What a heavy price we paid for that defeat. Not only in terms of the precious lives that were lost. My country ensued 40 years of brutal dictatorship, a really difficult transition to democracy and a late and incomplete integration in the European project. For those who fought against the dictatorship, Europe was then an ideal of freedom, of the political and civil liberties that we lacked. It was a symbol of modernization, of progress, of social rights, of the welfare state.
It was a model of society where the dignity of our existence depended on the dignity of all, especially of those who had the least. A model of society where there were fair tax systems that allow for social redistribution. A society with strong unions, public health, education and pension systems. A society where the dignity and the rights of an individual did not depend on the neighbourhood you were born in, or on how much money your family had in a bank account.
Europe was a symbol of the noble values of peace, fraternity among nations, democracy, and social rights. It was a space for rights that would help overcome the worst nightmares of our shared past.
It is obvious that the European Union does not stand for those values any longer. Since the crisis of 2008 (a crisis, it is worth remembering it, which was not caused by the workers, the unemployed, immigrants or the refugees), the EU has been at the vanguard of a systematic attempt to dismantle that model of society. It has imposed cuts and privatisations, and demolished that system of rights that generations had struggled for.
In this year alone, we have seen how unelected, unaccountable bodies of power crush the democratic will of entire peoples. We have seen an irrational and unjust insistence upon the economic paradigm of austerity politics. This is generating inequality, poverty, and social exclusion in our societies.
And we have seen the shameful contempt with which the EU, after 15 years of disastrous military interventions, now looks the other way when the victims of those conflicts get to our borders in search of safety for their kids, and entire families drown in the Mediterranean.

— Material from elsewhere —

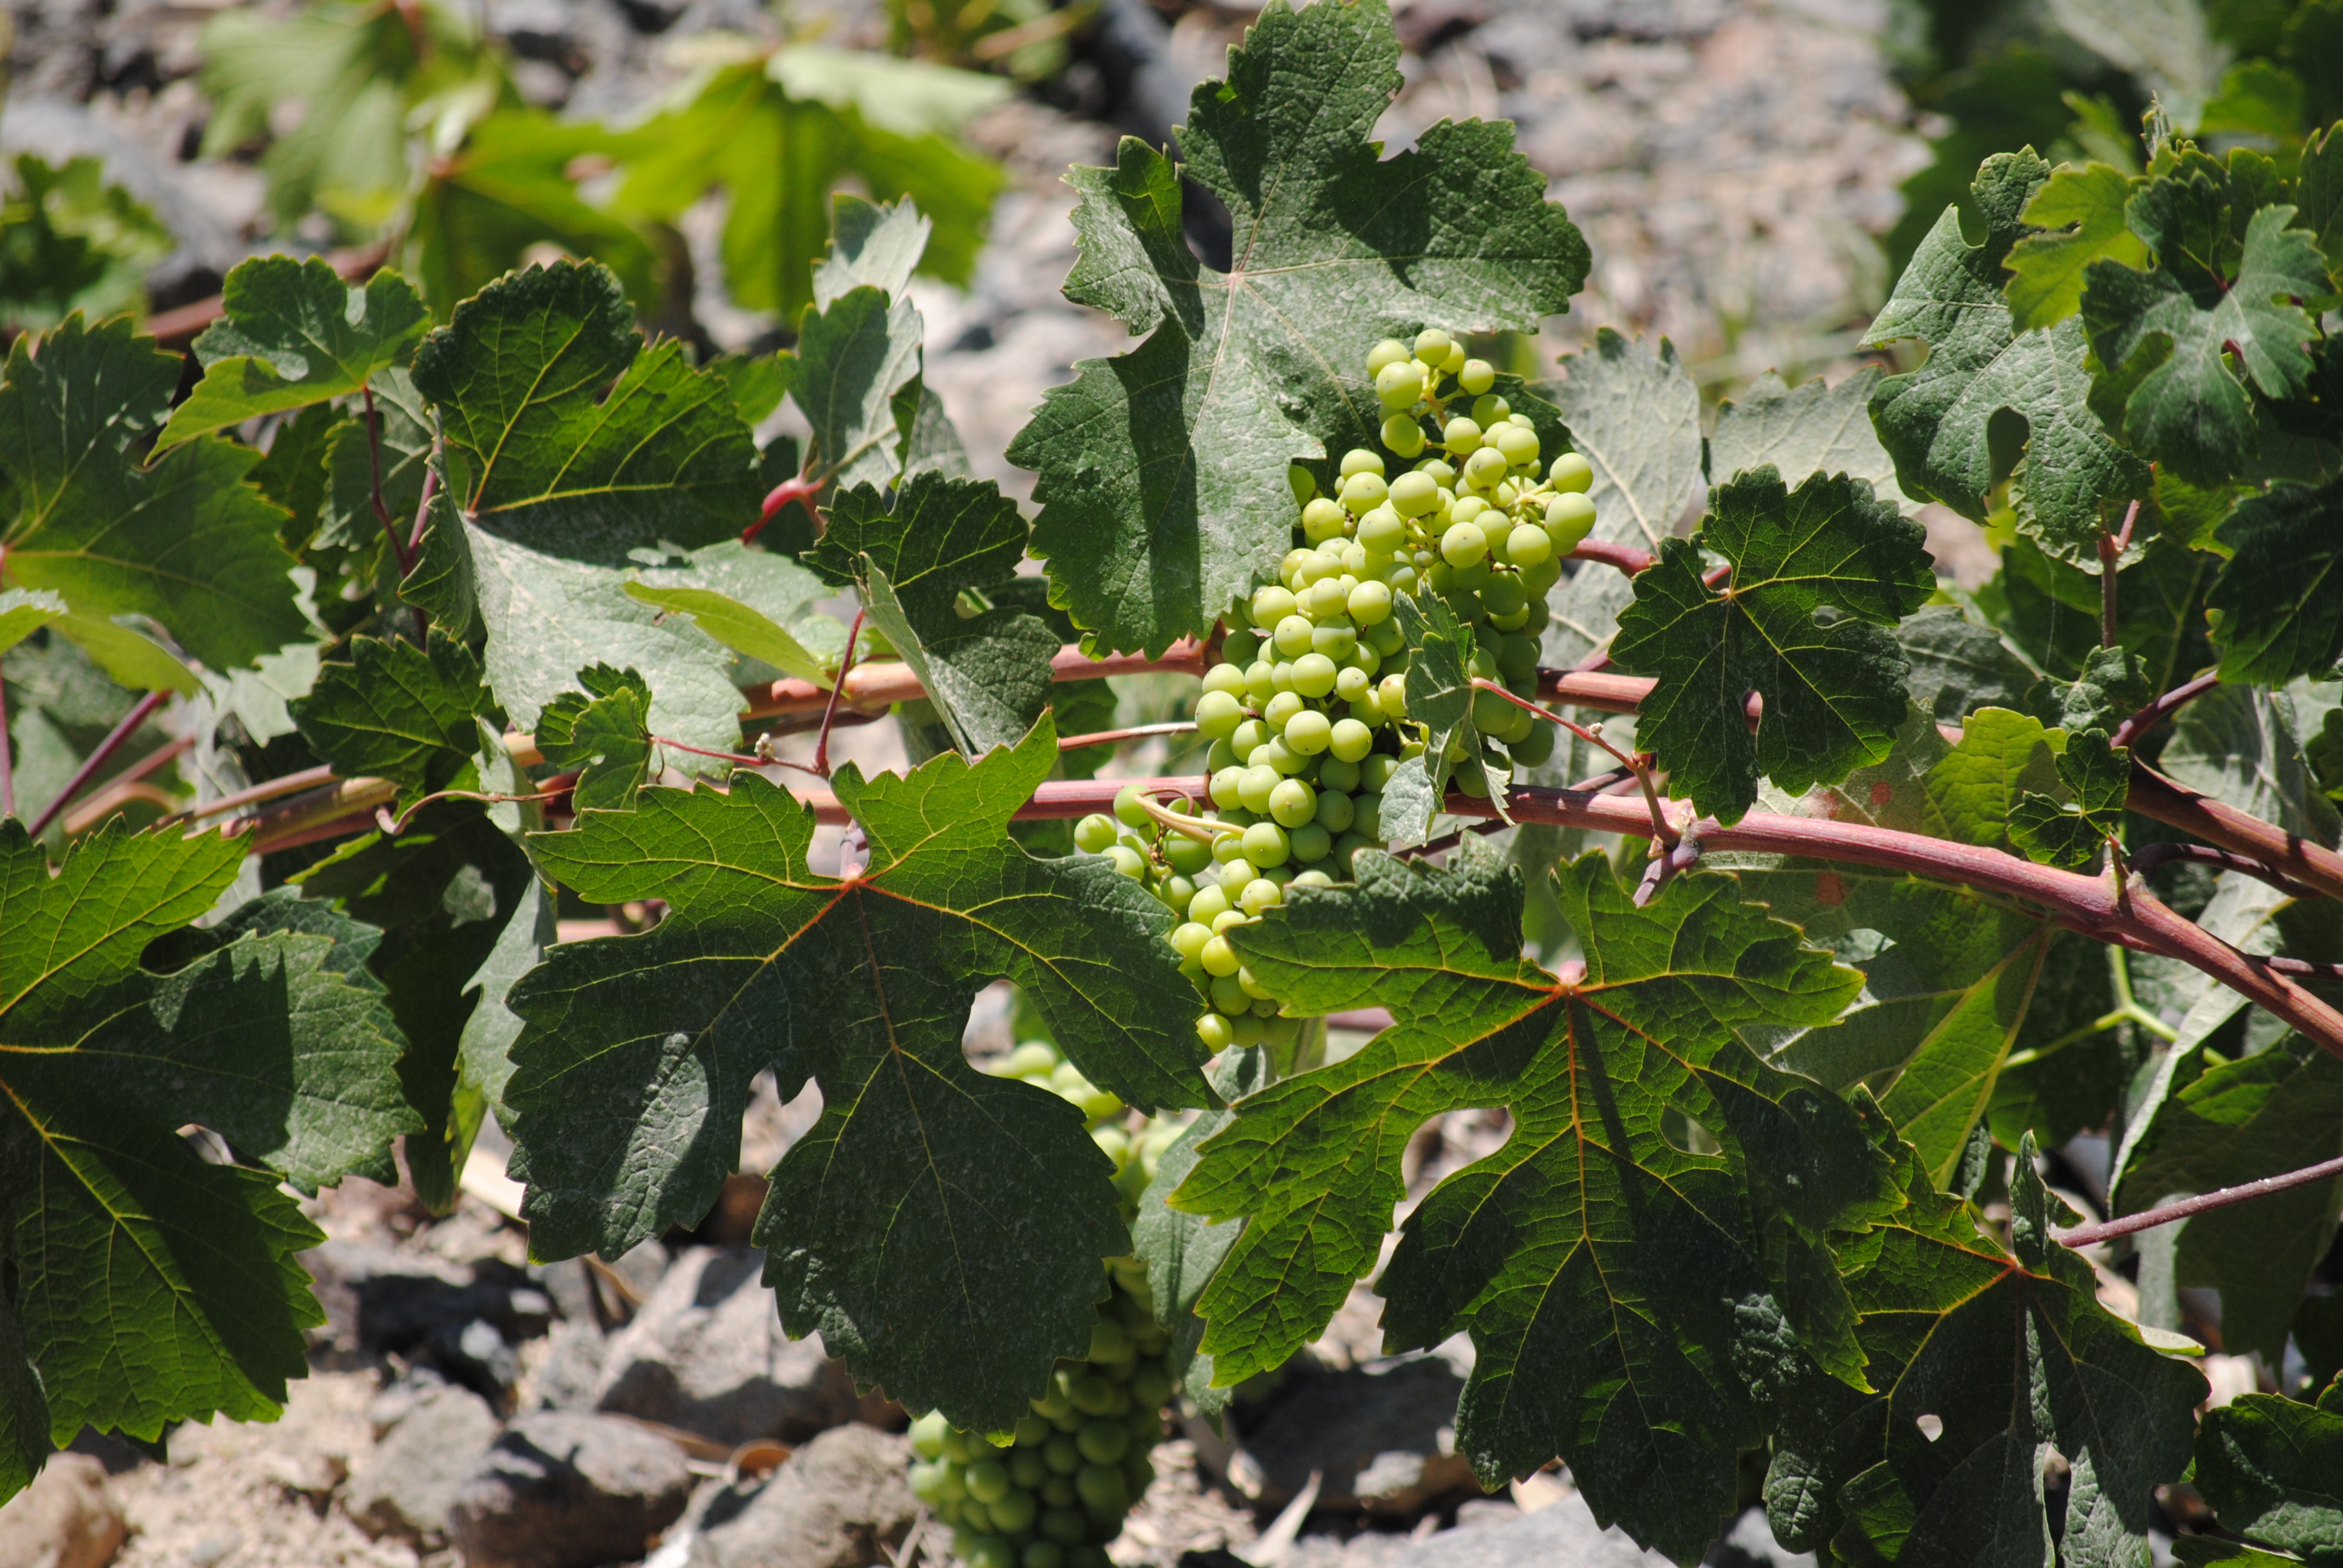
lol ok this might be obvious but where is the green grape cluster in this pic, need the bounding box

It is true this EU is failing the ambitions, hope and expectations that lie at the origin of the integration project. But it is equally true that these value – of peace, fraternity, democracy and human rights – are too precious to be left in the hands of oligarchs and xenophobes. Allowing this to happen can only mean a race to the bottom. Such a race would remind us of the worst nightmares of our history, precisely the ones that the British heroes of the International Brigades came to my country to fight against.
We ask our British friends to vote Remain in the referendum, not to let things stay as they are now, but to help us change this state of affairs. To fight for a democratic Europe worthy of the name.

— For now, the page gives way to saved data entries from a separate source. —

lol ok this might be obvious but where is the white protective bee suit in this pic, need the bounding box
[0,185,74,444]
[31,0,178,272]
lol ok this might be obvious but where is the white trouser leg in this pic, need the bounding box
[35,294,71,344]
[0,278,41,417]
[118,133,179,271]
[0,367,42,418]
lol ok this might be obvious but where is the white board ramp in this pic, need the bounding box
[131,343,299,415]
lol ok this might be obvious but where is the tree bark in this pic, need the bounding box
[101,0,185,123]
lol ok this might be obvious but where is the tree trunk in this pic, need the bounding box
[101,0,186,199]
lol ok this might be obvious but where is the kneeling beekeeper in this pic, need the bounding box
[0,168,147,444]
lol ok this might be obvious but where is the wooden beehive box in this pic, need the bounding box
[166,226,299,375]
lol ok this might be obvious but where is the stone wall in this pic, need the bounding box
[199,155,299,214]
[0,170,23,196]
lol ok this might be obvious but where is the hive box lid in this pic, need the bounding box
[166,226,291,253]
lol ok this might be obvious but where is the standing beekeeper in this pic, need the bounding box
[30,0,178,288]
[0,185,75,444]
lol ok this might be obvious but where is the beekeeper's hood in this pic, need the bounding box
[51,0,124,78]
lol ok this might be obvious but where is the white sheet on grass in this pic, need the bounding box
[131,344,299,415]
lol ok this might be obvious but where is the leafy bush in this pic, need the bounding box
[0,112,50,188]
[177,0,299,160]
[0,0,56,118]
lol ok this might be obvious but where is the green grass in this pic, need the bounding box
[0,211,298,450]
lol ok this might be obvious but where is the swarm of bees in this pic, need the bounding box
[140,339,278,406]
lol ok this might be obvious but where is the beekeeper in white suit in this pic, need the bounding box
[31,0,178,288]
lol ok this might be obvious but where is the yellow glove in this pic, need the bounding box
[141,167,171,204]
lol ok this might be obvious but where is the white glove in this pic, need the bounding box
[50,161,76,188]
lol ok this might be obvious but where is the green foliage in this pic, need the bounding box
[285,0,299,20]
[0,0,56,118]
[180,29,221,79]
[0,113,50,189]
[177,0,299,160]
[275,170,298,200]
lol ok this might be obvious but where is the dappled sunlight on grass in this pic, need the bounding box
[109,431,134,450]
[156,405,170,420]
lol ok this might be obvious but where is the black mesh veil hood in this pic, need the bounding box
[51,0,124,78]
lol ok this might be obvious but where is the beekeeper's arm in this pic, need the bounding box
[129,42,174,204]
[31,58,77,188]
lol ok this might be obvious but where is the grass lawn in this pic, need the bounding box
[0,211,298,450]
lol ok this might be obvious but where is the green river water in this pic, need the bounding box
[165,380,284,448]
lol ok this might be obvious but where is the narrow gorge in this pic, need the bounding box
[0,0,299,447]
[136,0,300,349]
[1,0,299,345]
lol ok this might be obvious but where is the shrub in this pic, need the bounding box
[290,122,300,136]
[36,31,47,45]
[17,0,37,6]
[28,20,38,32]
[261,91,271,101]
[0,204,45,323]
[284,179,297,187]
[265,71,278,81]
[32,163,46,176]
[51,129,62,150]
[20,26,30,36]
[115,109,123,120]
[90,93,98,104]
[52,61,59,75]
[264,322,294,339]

We want Jeremy Corbyn to win the next election, so that your country can join the millions of others who do not accept this spiral of injustice, who want to live in a continent where poverty and hatred have no place.
We ask you to vote to defend your sovereignty. Not the sovereignty of the banks, not the sovereignty of the City of London, of the oligarchs and their tax heavens, but the sovereignty of the people.
You can count on us in that fight. We, on our part, count on you to walk that path with us together.
Pablo Bustinduy is head of foreign affairs at Podemos, a left-wing Spanish political party founded in 2014 and now the second biggest party in the country.